Since then I have had mixed experiences but did not have cause to complain much except for the unfairly longer times it took immigration officers to clear Nigerians visiting countries like South Africa, the UK and the USA. When I enquired, I discovered that it had to do with another of our stereotypes, that of overstaying our welcome in these countries. Not only did many Nigerians overstay, many remained back permanently as illegal aliens.So despite the effort to limit Nigerians, by denying many entry visas including tortuous and punitive procurement procedures, those who pass through the needle's eye are now made to swear oaths that they would not overstay or disappear into thin air once admitted.

But when I arrived Houston Texas in the United States early this week, the immigration officer engaged me on a long discussion concerning Boko Haram and the kidnapped girls. It was like ' I hope you are not coming here to kidnap our girls'. When I kind of convinced him that I could not be in that kind of business, he then asked why we have been unable to get the girls released. I tried my best to convince him that our Security forces were doing their best. The way he looked at me showed that he was not convinced. It was like saying 'you guys ought to stay home and get the girls released instead of coming here for what ever reason'.He eventually stamped my passport and let me enter. I thought the ordeal was over.

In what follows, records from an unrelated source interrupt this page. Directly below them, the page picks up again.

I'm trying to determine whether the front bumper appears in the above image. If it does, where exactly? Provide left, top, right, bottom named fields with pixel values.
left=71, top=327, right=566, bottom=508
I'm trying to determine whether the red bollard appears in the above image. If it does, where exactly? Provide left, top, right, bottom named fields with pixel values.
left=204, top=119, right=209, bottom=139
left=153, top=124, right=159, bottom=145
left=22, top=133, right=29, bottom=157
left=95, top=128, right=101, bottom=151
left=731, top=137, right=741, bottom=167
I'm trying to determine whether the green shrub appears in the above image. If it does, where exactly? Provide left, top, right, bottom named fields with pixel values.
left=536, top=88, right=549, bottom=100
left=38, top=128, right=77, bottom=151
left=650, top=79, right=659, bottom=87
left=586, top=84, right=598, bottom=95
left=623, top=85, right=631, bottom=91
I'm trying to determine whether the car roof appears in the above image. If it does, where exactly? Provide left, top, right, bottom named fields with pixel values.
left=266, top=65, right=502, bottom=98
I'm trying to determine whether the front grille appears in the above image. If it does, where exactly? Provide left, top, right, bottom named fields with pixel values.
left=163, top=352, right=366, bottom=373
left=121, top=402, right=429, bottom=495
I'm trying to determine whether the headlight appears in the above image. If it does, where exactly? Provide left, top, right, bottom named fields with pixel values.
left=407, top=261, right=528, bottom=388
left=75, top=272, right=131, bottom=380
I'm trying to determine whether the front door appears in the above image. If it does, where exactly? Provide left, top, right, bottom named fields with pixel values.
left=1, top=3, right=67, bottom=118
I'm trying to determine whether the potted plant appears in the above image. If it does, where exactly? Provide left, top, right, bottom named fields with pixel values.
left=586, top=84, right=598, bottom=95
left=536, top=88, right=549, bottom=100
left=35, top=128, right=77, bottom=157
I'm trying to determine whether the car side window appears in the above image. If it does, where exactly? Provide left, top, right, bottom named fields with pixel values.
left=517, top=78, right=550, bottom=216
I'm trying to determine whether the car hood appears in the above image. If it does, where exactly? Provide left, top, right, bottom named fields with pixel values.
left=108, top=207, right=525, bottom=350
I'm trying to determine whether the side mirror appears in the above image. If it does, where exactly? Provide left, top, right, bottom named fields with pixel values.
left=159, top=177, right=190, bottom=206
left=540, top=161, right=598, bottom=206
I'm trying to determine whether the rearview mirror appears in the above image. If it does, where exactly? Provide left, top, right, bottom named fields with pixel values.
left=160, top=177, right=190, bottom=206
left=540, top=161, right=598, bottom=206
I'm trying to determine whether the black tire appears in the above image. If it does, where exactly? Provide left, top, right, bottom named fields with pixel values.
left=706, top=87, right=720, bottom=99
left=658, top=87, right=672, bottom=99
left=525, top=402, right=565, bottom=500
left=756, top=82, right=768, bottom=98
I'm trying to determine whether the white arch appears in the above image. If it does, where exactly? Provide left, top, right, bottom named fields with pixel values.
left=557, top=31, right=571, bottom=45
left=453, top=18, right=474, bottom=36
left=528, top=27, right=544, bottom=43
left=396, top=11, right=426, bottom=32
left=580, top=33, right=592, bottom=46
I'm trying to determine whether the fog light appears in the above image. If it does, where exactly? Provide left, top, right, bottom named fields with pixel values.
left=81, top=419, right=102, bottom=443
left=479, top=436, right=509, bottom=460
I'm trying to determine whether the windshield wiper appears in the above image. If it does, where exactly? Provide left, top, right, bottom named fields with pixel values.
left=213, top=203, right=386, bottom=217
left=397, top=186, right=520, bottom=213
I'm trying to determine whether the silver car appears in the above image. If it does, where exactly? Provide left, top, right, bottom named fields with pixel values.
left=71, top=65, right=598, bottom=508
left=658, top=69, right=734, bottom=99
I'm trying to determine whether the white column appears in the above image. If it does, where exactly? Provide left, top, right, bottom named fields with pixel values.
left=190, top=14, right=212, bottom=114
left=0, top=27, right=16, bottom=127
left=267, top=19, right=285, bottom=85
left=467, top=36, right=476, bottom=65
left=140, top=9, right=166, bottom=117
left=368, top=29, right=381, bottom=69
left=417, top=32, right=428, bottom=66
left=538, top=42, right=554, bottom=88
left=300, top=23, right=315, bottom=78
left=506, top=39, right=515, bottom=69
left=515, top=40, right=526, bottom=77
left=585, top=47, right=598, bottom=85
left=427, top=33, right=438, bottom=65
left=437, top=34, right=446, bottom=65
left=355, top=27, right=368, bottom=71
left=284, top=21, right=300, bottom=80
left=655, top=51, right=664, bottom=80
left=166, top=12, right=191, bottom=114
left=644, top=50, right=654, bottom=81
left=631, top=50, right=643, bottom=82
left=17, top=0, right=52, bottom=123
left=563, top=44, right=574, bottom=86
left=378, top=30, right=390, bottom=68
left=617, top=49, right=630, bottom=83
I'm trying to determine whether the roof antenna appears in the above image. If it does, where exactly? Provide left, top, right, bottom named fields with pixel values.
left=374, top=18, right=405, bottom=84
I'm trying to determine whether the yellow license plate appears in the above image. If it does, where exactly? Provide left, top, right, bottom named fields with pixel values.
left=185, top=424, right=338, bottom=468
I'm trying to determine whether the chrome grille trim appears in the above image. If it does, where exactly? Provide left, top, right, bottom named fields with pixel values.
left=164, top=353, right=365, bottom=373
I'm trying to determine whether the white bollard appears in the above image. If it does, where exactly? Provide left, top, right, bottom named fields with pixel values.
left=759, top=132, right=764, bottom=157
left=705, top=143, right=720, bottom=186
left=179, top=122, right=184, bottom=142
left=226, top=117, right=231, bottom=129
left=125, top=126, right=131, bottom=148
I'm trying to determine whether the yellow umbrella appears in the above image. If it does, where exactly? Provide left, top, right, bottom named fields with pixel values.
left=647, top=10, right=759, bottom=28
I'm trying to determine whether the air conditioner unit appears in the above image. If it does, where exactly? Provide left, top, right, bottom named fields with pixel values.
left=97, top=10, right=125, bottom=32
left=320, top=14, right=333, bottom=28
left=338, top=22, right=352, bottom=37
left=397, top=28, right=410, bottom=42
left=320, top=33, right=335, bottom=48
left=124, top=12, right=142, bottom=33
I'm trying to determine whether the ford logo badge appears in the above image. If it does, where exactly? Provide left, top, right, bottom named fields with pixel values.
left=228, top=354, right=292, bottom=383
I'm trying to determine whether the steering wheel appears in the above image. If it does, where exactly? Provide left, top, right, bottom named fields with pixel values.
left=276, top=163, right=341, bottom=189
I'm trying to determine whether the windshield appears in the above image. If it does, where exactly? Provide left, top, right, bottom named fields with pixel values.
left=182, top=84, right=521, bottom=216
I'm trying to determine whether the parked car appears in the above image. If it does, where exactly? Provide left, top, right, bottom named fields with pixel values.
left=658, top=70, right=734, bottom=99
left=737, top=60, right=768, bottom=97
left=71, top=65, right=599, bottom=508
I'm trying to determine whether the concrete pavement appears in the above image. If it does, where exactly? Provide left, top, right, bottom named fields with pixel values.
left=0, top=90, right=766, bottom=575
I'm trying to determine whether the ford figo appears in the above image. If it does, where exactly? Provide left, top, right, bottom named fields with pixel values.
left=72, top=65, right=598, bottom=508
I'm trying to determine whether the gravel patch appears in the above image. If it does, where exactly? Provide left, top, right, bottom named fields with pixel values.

Then I arrived at the Reliant Stadium where the Oil Technology conference(OTC) was going on and found that many people were angry at Nigeria. 'How come they will kidnap 234 girls for over 3 weeks and you guys ain't doing anything' seemed to be the question on many People's lips. I labored to offer explanation but the next day I was assaulted with the news that not only had Shekau or who ever he was on the video had boasted that 'Allah had asked him to sell the girls' but that another set of 8 girls had been kidnapped. I lost my voice.

Later that evening I ran into a group of Nigerians in Houston and the discussion centered on three paradoxical developments. First, was the REBASED Nigeria's GDP which now made Nigeria the biggest Economy in Africa and the 26th in the World and yet Nigeria according to the World bank is one of the poorest countries in the World. How can the country with the largest economy still harbour the largest number of the poorest People in Africa. I tried to explain that it was a game of numbers but my audience insisted that it is a game of a small proportion of Nigerians grabbing all the wealth of Nigeria and leaving the vast majority with little or nothing.

Second was that Nigeria represented by NNPC had the largest contingent to the OTC as they have done for several years but Nigeria really had nothing to show or exhibit at the Conference. Visit to the other country exhibition stands showed certain new Technology or process on display. In the Brazilian Pavilion for example I saw a Solar powered turbine . What was on display in the Nigerian pavilion was just Nigerians milling around and backslapping.

Third was that despite the security situation in the Country, foreign direct investment( FDI) was still flowing into the Country at a surprisingly high rate and indeed despite the security scare accentuated by the recent twin bombings in Nyanya, Abuja, the World Economic Forum Africa(WEFA) was holding in Abuja with a size able foreign participation. My country, a true paradox where the best has failed to happen,and the worst does not seem to happen either.